Competition & Curriculum
Sumo Robot League is a scalable STEM education platform that offers an affordable competitive robotics curriculum for middle and high school students. Our program provides multiple hands on lessons that give students the opportunity to build electrical circuits, design and 3D print adaptive components, and code sensor-based autonomous response algorithms using the actual C++ programming language. In additiona, our kits are expandable to include exercises in mobile app development, machine learning, and the internet of things.
The League has a Fall and Spring season coordinated with local school system schedules. Regional competitions are held at the end of each season in local communities.
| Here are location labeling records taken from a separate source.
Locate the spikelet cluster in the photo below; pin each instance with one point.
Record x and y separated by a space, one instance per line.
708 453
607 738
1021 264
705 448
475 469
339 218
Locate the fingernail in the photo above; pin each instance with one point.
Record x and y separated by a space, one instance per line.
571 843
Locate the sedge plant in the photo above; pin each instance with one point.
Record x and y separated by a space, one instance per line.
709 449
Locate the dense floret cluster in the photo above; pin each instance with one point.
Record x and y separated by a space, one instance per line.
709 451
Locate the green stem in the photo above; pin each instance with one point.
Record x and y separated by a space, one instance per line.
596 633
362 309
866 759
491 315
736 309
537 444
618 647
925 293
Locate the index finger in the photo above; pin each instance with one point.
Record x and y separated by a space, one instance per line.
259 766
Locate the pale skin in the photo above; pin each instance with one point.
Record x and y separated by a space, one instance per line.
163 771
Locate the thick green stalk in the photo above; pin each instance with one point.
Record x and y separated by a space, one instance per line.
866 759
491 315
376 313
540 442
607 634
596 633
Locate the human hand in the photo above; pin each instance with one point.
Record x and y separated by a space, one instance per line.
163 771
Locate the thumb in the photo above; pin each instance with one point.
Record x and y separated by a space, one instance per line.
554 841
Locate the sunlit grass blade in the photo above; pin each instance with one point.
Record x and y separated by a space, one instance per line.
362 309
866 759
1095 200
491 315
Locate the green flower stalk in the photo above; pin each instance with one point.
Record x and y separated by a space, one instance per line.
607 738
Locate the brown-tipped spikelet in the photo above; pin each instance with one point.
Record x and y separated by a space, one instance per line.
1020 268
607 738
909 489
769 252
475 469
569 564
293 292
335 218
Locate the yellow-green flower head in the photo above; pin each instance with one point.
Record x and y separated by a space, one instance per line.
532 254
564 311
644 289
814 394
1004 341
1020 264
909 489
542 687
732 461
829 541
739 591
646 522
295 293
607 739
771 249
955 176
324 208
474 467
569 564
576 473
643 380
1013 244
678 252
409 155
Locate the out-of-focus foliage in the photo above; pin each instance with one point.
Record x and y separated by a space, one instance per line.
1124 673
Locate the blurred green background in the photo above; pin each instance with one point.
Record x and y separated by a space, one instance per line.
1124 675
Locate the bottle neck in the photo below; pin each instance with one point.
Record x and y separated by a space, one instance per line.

The championship tournament is held in Augusta, Georgia at the Greater Augusta Innovation Academy located in an 18,000 sq. foot historic schoolhouse built in 1802. HACK Augusta is the non-profit that manages Sumo Robot League as well as theClubhou.se, a makerspace and startup incubator. This short video done by one of our students gives a glimpse into the scope of our program and what kids can do.
Sumo Robot League is hands on, creative, outside-the-box, and self directed. We offer training, online resource libraries, and weekly virtual support for teachers and volunteers. Though our kits include all parts necessary for building a robot, we also include access to CAD and STL files so kids can design and 3D print their own custom robots. By merging sports, design, engineering, and programming fundamentals, Sumo Robot League helps kids find what motivates each of them to learn coding and STEM (Science, Technology, Engineering, Arts and Math).
1. Teach students about robots and programming.
2. To give marginalized students the same recognition for efforts in technology as that given to students in athletics.
3. Provide tools, educational opportunities for science and math teachers to incorporate this curriculum into their STEM standards and Career Pathway standards.